Every time you’re given the opportunity to do so something, you weigh out the risk and reward. Is it worth my time? Is it worth the money? Is it worth whatever sanity I will lose making this happen? If you’re not a millennial, these choices are a bit more cut and dry. You might have a savings accounts (I’m not sure what these are, but I’m assured they exist, if only for white men over the age of 40.) or a high paying job or otherwise comfortable enough in your career and finances that walking away from things doesn’t give you nightmares and rob you of the precious little sleep you’re already getting.

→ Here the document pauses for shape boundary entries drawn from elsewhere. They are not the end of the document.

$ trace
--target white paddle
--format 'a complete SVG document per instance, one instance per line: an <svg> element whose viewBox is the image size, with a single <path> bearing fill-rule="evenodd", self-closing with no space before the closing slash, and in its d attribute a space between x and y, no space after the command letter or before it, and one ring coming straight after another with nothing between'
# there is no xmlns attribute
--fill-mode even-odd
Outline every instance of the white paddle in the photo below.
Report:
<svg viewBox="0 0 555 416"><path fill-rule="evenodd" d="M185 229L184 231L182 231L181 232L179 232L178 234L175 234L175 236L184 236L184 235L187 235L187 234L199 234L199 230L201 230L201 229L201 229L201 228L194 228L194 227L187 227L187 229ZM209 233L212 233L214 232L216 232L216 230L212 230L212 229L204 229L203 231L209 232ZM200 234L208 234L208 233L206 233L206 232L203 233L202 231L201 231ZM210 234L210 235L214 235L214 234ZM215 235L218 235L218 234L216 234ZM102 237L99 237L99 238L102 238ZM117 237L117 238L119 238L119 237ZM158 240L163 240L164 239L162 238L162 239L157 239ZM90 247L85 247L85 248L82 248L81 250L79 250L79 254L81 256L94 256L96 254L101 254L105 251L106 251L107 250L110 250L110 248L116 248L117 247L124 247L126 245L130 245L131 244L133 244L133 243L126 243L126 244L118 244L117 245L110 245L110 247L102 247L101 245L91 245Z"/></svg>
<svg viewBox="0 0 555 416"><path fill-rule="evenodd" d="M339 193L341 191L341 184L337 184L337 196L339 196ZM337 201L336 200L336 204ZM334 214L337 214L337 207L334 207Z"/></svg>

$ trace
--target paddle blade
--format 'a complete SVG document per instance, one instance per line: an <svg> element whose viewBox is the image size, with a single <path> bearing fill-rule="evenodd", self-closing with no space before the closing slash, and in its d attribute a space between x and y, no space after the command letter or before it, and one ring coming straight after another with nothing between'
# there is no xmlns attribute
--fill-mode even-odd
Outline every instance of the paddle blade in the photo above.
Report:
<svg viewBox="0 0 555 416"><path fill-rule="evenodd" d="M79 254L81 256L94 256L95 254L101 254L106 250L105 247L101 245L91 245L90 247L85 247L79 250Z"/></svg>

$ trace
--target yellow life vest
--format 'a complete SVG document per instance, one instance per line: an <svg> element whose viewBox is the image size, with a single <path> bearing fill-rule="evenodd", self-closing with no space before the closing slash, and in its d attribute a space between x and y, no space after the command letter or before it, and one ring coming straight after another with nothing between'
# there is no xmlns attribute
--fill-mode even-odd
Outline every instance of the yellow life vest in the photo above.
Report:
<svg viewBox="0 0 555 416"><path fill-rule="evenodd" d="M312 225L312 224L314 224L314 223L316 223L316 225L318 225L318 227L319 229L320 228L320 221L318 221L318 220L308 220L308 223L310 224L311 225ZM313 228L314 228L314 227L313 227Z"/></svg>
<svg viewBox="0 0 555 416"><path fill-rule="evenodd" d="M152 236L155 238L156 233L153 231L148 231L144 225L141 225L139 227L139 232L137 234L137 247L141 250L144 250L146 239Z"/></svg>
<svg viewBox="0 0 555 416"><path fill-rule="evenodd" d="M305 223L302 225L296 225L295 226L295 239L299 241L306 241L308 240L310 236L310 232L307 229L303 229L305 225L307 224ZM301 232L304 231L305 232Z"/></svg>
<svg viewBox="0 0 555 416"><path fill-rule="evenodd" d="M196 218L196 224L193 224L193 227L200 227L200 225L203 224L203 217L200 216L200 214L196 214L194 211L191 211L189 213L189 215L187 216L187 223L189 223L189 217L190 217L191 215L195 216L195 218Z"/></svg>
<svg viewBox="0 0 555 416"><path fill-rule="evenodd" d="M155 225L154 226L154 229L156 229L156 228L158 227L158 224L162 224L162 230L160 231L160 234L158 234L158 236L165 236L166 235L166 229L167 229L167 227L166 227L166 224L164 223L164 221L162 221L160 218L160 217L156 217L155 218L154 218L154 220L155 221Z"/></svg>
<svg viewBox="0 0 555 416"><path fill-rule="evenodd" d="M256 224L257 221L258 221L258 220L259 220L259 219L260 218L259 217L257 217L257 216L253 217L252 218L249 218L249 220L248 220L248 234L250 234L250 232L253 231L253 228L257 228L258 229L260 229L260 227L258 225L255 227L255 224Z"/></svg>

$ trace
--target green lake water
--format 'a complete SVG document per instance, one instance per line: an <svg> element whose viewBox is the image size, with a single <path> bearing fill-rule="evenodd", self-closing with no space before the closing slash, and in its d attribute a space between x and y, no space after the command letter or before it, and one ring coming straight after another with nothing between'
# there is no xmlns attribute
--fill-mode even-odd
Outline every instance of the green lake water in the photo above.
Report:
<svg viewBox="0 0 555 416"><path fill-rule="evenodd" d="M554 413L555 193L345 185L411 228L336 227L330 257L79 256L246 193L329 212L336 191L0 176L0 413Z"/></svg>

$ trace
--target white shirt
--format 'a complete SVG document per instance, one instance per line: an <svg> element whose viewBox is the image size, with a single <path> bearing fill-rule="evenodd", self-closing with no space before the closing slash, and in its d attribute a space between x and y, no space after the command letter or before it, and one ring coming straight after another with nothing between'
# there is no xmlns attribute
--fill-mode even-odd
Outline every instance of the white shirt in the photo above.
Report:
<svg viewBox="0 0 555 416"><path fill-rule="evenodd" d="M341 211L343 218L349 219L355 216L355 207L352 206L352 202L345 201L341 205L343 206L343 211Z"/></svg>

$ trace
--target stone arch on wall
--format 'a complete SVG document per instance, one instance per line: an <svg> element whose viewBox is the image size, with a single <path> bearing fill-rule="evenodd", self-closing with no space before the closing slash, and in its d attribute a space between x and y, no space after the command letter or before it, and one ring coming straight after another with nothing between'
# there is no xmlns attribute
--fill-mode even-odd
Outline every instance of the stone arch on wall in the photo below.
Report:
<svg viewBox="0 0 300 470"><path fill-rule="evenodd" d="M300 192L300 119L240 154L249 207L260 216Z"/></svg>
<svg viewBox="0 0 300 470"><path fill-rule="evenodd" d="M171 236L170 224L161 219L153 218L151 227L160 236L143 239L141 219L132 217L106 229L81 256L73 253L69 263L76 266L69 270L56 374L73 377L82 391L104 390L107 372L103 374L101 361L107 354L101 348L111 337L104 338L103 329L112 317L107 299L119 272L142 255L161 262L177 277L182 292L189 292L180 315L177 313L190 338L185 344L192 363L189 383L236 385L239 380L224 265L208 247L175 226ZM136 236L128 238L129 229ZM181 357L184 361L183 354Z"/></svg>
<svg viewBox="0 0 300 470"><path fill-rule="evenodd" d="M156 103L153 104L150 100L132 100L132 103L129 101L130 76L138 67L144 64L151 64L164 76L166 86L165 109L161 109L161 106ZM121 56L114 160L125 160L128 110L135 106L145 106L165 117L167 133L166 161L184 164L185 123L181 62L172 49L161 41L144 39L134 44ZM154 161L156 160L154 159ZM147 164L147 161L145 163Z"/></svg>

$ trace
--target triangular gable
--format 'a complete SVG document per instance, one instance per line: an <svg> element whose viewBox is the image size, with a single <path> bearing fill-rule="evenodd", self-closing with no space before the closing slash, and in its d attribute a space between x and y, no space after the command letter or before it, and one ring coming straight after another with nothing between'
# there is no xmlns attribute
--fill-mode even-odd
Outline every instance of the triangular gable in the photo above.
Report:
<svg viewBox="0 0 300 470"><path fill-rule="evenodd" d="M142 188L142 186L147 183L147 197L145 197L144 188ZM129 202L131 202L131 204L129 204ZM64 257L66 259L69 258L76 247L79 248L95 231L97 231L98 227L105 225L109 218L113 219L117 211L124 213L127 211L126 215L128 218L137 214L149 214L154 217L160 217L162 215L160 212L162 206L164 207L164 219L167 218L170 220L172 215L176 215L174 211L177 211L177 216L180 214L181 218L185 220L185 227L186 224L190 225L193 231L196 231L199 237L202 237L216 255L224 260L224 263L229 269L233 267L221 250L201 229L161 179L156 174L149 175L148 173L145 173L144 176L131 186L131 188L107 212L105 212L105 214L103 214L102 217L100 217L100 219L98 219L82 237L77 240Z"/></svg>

I don’t know a lot of people my age anymore. At times I’m grateful, because mentally I am Old As Fuck. But at others it’s very frustrating to have to explain time and time again that the one thing that’s been made very fucking clear to every millennial living and breathing right now is this: you will have precious few opportunities to succeed in this world and if you squander a single one you will become homeless and die.
No, that’s not an exaggeration. That is the reality of our lives. I know we don’t think it’s polite to talk about money, but until last year I wasn’t making enough to even be above the poverty line. If I owned a car, I wouldn’t have a roof over my head–its that simple. That’s the choice I made when I moved out at 19. I could either go broke paying for a car and hopefully getting a job, or I could live elsewhere for the work I already had.

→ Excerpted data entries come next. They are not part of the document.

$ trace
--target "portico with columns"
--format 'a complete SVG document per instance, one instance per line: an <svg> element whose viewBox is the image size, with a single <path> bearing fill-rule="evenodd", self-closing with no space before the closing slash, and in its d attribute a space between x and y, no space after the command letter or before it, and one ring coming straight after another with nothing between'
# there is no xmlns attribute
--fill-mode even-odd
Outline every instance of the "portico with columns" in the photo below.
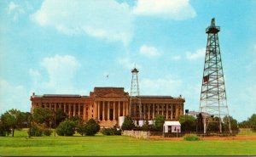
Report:
<svg viewBox="0 0 256 157"><path fill-rule="evenodd" d="M90 93L95 110L92 117L102 126L117 126L119 116L128 115L128 93L123 87L95 87ZM93 111L94 112L94 111Z"/></svg>

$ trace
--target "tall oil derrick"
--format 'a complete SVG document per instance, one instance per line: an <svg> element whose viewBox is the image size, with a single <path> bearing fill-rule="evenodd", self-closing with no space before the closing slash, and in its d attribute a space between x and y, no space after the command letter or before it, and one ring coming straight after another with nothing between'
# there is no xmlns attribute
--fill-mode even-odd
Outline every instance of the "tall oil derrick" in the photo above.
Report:
<svg viewBox="0 0 256 157"><path fill-rule="evenodd" d="M140 89L138 82L138 70L134 68L131 70L131 86L130 93L130 115L133 120L143 120L142 103L140 98Z"/></svg>
<svg viewBox="0 0 256 157"><path fill-rule="evenodd" d="M227 116L226 122L228 122L229 131L231 133L218 37L219 31L220 27L215 25L214 18L212 19L211 25L206 29L208 37L200 99L204 133L207 132L210 123L217 123L219 133L222 133L222 121L224 116Z"/></svg>

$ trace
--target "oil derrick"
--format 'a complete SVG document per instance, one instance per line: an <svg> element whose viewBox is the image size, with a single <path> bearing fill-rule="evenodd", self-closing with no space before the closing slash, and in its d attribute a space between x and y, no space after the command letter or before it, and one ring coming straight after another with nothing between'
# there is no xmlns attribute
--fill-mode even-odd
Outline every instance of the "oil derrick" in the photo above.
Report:
<svg viewBox="0 0 256 157"><path fill-rule="evenodd" d="M140 90L137 73L138 70L134 68L131 70L131 86L130 93L130 115L133 120L143 120L142 115L142 104L140 98Z"/></svg>
<svg viewBox="0 0 256 157"><path fill-rule="evenodd" d="M227 116L226 122L229 126L230 133L231 133L218 37L219 31L220 27L215 25L214 18L212 19L211 25L206 29L208 37L200 99L200 111L203 119L204 133L207 133L211 123L218 124L219 133L222 133L222 121L224 116Z"/></svg>

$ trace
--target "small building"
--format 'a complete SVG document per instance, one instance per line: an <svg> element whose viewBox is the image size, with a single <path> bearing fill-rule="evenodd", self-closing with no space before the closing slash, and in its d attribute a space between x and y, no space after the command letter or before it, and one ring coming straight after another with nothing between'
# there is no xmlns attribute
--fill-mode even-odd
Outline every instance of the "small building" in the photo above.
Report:
<svg viewBox="0 0 256 157"><path fill-rule="evenodd" d="M181 132L181 125L179 121L165 121L164 132Z"/></svg>

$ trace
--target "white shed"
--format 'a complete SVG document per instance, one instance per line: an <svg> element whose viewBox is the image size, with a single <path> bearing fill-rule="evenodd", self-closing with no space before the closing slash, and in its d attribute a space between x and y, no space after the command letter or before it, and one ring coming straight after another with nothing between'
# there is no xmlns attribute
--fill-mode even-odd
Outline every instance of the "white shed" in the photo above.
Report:
<svg viewBox="0 0 256 157"><path fill-rule="evenodd" d="M179 121L165 121L164 132L181 132Z"/></svg>

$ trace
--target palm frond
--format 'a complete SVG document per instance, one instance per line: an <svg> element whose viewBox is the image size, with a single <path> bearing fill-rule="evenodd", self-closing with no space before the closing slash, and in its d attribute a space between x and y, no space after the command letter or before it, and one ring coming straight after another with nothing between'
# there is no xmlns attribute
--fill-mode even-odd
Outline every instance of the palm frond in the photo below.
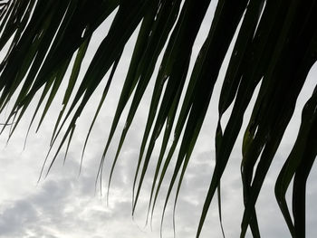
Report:
<svg viewBox="0 0 317 238"><path fill-rule="evenodd" d="M164 129L162 144L150 191L148 214L153 210L175 154L177 162L166 195L164 212L177 184L175 204L190 156L199 135L215 83L229 46L234 43L218 101L216 167L199 222L198 237L233 147L242 129L244 115L255 88L260 85L251 119L245 131L241 176L245 213L241 237L250 226L260 237L255 203L283 133L293 114L298 95L317 58L317 2L314 0L219 0L210 29L195 61L192 50L210 0L8 0L0 1L0 49L5 53L0 64L0 112L16 95L2 131L14 120L14 133L34 95L41 97L31 119L40 116L37 129L49 111L62 81L68 81L62 109L53 130L49 152L61 139L48 168L75 130L76 120L108 71L111 71L87 135L86 148L94 121L110 87L124 47L138 29L129 71L121 90L108 141L104 146L98 176L101 176L104 159L119 120L130 98L131 105L110 169L110 178L151 78L155 79L139 156L133 183L133 212L151 159L153 148ZM82 61L94 31L111 13L115 17L95 52L80 86ZM234 37L236 33L236 39ZM9 44L7 50L6 46ZM158 62L163 53L161 62ZM72 58L75 55L75 60ZM155 67L159 64L157 74ZM70 77L65 76L72 68ZM188 79L188 84L185 82ZM181 95L184 100L181 100ZM305 234L305 184L317 154L316 90L303 110L301 129L292 151L276 180L278 205L293 237ZM71 96L73 96L72 99ZM71 100L72 99L72 100ZM44 101L46 100L46 102ZM41 105L44 104L42 113ZM225 112L233 105L226 127ZM177 113L179 111L179 113ZM65 132L62 132L65 129ZM173 130L174 129L174 130ZM173 130L173 132L172 132ZM168 147L171 142L170 148ZM66 149L66 150L67 150ZM82 156L83 156L82 151ZM45 159L46 161L46 159ZM285 193L294 177L293 214ZM110 179L109 186L111 179ZM220 213L221 214L221 213ZM163 219L163 218L162 218Z"/></svg>

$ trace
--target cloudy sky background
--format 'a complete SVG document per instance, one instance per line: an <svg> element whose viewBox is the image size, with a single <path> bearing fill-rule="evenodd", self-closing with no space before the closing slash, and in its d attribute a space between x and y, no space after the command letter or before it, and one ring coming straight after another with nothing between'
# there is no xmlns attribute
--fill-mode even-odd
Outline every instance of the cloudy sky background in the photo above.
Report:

Despite all of the horrendous tire fires I’ve dealt with and continue to deal with, I feel very blessed to have the friends I do today, to be actively involved in the publishing community and have the emotional support of folks who for the most part understand what I’m going through in trying to balance money and the arts and maybe even sleep somewhere along the line. But in making these connections, in getting these opportunities, I still find myself in over my head. I find myself being given opportunities that I really, really want to say yes to, but in looking at my own plans and obligations, I have to turn away. Even though I sometimes come close to a panic attack when I do.

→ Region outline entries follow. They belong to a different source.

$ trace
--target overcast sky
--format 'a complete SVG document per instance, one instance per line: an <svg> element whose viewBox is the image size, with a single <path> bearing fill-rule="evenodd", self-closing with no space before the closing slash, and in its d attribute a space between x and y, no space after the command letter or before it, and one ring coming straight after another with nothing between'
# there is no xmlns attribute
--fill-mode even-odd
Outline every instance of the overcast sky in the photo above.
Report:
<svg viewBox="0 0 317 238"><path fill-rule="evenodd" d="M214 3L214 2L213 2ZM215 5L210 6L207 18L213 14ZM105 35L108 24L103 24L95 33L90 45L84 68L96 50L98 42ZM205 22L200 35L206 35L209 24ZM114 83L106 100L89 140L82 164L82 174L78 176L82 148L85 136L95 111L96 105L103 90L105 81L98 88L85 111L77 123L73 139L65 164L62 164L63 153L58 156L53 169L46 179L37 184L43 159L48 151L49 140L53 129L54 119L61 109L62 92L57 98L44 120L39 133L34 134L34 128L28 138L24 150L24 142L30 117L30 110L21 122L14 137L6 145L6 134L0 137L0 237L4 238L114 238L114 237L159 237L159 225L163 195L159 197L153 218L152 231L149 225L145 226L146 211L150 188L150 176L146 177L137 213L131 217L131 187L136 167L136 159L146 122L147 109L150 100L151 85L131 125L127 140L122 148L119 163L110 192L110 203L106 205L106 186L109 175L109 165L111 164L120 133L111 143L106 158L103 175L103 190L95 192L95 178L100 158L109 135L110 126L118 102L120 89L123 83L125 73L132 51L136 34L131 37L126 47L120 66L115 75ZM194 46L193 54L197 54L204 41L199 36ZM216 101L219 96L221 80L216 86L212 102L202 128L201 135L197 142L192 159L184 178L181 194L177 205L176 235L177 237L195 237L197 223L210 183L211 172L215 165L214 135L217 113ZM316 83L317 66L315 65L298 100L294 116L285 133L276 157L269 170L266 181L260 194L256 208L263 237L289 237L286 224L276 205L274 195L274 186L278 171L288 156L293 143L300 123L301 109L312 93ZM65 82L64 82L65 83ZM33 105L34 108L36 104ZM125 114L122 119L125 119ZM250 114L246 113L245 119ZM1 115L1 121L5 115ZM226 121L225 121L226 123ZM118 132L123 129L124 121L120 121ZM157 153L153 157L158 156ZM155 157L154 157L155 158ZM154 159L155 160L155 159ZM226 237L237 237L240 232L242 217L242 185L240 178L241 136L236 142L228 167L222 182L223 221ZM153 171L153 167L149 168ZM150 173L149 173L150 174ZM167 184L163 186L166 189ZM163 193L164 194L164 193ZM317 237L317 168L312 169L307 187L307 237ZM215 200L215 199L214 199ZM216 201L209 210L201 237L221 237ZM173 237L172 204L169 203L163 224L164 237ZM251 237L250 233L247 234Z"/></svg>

And here’s the reasons why.
- You. Fucking. Matter.
Being a millennial means being reminded that you are worthless, your college degree is worthless, and your thoughts and ideas no matter how intelligent are also worthless because you’re too young to be smart.
Well I got news for you bucko–you’re pretty goddamn smart and don’t let ageist shit heads tell you otherwise. Age does not equal intelligence, or wisdom. I’ve met a lot of folks twice my age who would take a hit to their intelligence rolls for how low that fucking score must be. You don’t need to say yes to things to prove your worth. - You deserve respect.
If anyone badgers you about a project that you’ve been weighing carefully in taking on–you know, in that way that makes you want to do a perception check and see how good their intentions are? Walk. What’s going on here is someone trying to get you to do the work for them, because they think in being young and desperate that you’ll do it for “exposure bucks.” Here’s the thing: you don’t ever have to feel guilty in turning something down. If the person asking you is a decent human being, they will respect you for your choices and understand why you simply cannot do this thing.
And if they don’t respect that, then they’re not worthy of your time, regardless of who they are or how many followers they have on social media. - You deserve to be compensated.
Whether that compensation is a place on professional programming with your room and travel paid for at a convention, a spot on a book tour alongside one of your fave authors, or that elusive thing freelancers make demon deals for called Actual Money, you should always be getting something for your work. No, the joy of doing the thing for them does not count. Write out the project guidelines, hours of work you think it will entail, and then look at the compensation. If it doesn’t even out, pass. - You don’t need to defend yourself.
In the saying of the Nah Bro, you are under no obligation to explain in detail why you can’t do it. If they press you and you want to offer one up, that’s under your purview. However, you do not have to open with the exact details of your already jam-packed schedule, or the all of the books that you are trying to sit down and fucking write, or the negative impact this will have on your life if you decide to do it. You are under no obligation to explain the reasons why to anyone. You are allowed to just say Nah Bro, and walk. - The guilt too, will pass.
The moment you’ve said your peace, you will feel guilty pretty much immediately after. But once reality sets in, you will realize all of the intelligent reasons why you said no are actually intelligent reasons and not just self-doubt saying you can’t do the thing. And if you think it was self-doubt, here’s the cool part: you are allowed to change your mind later if you want to.
Saying “Nah bro,” is always an option, even when it feels like it isn’t. At the end of the day, you have to put yourself first; no one else is going to do it for you. But everyone will respect you for it.